Тяжело поднялась. Жестом предложила мне следовать за ней.
Она скрылась за углом кухни, слышно было, что она открывает какой-то ящик. Вздыхает.
Я открыл ей входную дверь. Она переступила порог. Я оказался у нее за спиной. Перед ней стояли четверо молодых людей в монашеских одеждах, соломенных шляпах и с котомками через плечо.
Она поклонилась монахам. Они поклонились ей. Молчали. Смотрели на нее. Смотрели на меня. Молчали. Над головами монахов низко пролетела птица — резко закричала. Наконец один из монахов укоризненно позвонил в медный большой колокольчик прямо перед лицом старушки. Она вздохнула и протянула кулачок с зажатой бумажкой. Молодой монах быстро разжал ее кулачок и вытащил смятую купюру. Женщина низко поклонилась монахам и попятилась к дверям. Но монах резко позвонил в колокольчик еще раз. Поднял его над головой. Она вздохнула и протянула другую руку — и эта бумажная денежка быстро схвачена монахом. Они больше не раскланивались — монахи как по команде развернулись и строем пошли по тропинке в сторону бамбуковых зарослей.
Она, тяжело ступая, вернулась в дом. Постояла, послушала. Вздохнула. Подняла руки вверх, растопырила пальцы. Еще раз огорченно вздохнула.
На кухне она села на малюсенькую скамеечку. Вытянула ноги. Японские деревянные сандалии, носки, пестрые штанишки, пижамная курточка… Она молча сидела. О чем-то задумалась. Потом стала засыпать, низко склонила голову, и на спине ее отчетливо стал виден горб.
Я стоял на пороге кухни и почувствовал, что заплачу. Я так мало знал о ней — но было жаль ее.
Лесное озеро я вспомнил. Где-то на севере России. Лесное озеро. Темное.

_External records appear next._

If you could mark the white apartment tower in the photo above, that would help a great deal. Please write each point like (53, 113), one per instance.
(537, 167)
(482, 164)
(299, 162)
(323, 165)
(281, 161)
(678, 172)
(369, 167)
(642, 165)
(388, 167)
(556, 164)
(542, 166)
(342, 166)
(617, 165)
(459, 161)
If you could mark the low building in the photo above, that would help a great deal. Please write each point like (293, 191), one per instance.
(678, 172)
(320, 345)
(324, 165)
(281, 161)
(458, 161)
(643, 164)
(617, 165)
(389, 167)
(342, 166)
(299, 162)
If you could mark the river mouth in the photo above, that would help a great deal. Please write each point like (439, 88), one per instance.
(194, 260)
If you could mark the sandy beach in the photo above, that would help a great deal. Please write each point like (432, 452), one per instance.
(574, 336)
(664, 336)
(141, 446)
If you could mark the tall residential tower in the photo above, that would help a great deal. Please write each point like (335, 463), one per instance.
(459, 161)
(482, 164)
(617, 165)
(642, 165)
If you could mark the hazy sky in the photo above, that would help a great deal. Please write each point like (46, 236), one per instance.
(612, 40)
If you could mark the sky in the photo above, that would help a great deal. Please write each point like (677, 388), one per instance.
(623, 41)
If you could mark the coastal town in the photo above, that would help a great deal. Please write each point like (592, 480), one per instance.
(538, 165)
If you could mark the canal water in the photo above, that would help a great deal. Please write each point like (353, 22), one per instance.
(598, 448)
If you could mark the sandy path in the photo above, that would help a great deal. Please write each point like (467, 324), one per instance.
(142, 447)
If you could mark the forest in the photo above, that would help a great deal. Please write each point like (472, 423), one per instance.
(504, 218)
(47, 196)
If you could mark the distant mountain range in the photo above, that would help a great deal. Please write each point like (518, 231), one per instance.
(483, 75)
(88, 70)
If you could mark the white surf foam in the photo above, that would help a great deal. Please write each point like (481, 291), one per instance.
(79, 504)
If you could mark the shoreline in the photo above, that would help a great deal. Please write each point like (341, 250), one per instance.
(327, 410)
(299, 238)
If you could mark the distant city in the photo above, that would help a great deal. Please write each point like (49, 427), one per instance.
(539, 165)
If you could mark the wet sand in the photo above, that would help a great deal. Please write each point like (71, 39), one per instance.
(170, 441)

Глубокое. Не помню, как я там оказался, на берегу этого озера. Но только помню, как в студеной воде купались дети лесника. И пар шел у них изо рта, и было это осенью, и так же светило солнце. Дети громко смеялись, переговаривались между собой. Их голоса звучали ярко и повторялись лесным эхом бесчисленное количество…
Старушка возвратилась в свою крошечную мастерскую, тяжело устроилась на полу. Поджала под себя ножки. Наклонилась над раскроенной черной тканью. Совсем маленькая, как арктическое деревце, прогнутое, корявое, сильное корнями.